Extracting operational insights from time-series data is well understood. This process requires real-time analysis by applying physical or AI-based models to one data point or a series of data points at a time. Insights are produced as data streams in (or near) real-time.
However, extracting business insights from time-series data is far more challenging. This process requires batch analysis by applying data mining techniques across a stretch of time, such as a day, a quarter, or a year. For example, a fundamental need for Business Intelligence (BI) is counting the number of occurrences of a particular condition over a particular time interval under a set of constraints. However, this can be difficult to do for time-series data. Imagine that the time-series data is vibration data that comes in every 10-seconds – what can you count in this case? Counting the vibration data that falls within a range offers only very limited information.
Therefore, time-series data needs to be prepared before BI analysis can be conducted. The preparation process involves converting time-series data into events.
What are Events in Time-Series Data?
Events are the fundamental insight elements inside time-series data. An event is typically not contained in a single data point, but it needs to be mined across a time interval. For example, for analytical instrumentation, an event may be a lab test, which can have a time span of 45 minutes and can contain many time-series data points during this interval.
An event is typically a complex data type that includes many properties. For example, for a test event, it can contain the test status (success, failure, abort, rework), the test time (45-minutes), the operator (JR), the error codes ([72, 33]), the test results (temperature, pressure, charge volume), and etc.
Events are derived from analyses that use physics-based or AI-based models. Since the quality of the insights entirely depends on the quality of the events derived, event generation is the critical process, and it can involve data cleansing, validation, transformation, contextualization, fusion, analytics, domain knowledge integration, and many other steps.
Events are dynamic. As more insights are discovered from events data, new events or new properties for existing events are derived, which feed into the discovery of new insights. Because of this, it is important to build a robust and agile data engine to perform events generation.

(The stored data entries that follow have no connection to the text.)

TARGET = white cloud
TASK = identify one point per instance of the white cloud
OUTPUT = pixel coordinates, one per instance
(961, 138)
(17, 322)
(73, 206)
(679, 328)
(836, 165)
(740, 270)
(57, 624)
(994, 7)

The data engine needs to support processing of massive amount of time-series data, and it also needs to be flexible enough to add new event properties and definitions on new and existing events quickly.
Events are fundamental. While an event can be complex, it should be a self-contained, single incident. Any analysis that requires looking across events should be left to the data layer above, which is typically the BI layer. This yields the maximum flexibility in insight analysis.
By generating events, the user has effectively converted time-series data into transactional data, which is the data type easily digested by modern data pipeline, data warehouse, and BI software. Therefore, events generation is a power process to derive insights from time-series data and make time-series data compatible with the Modern Data Stack.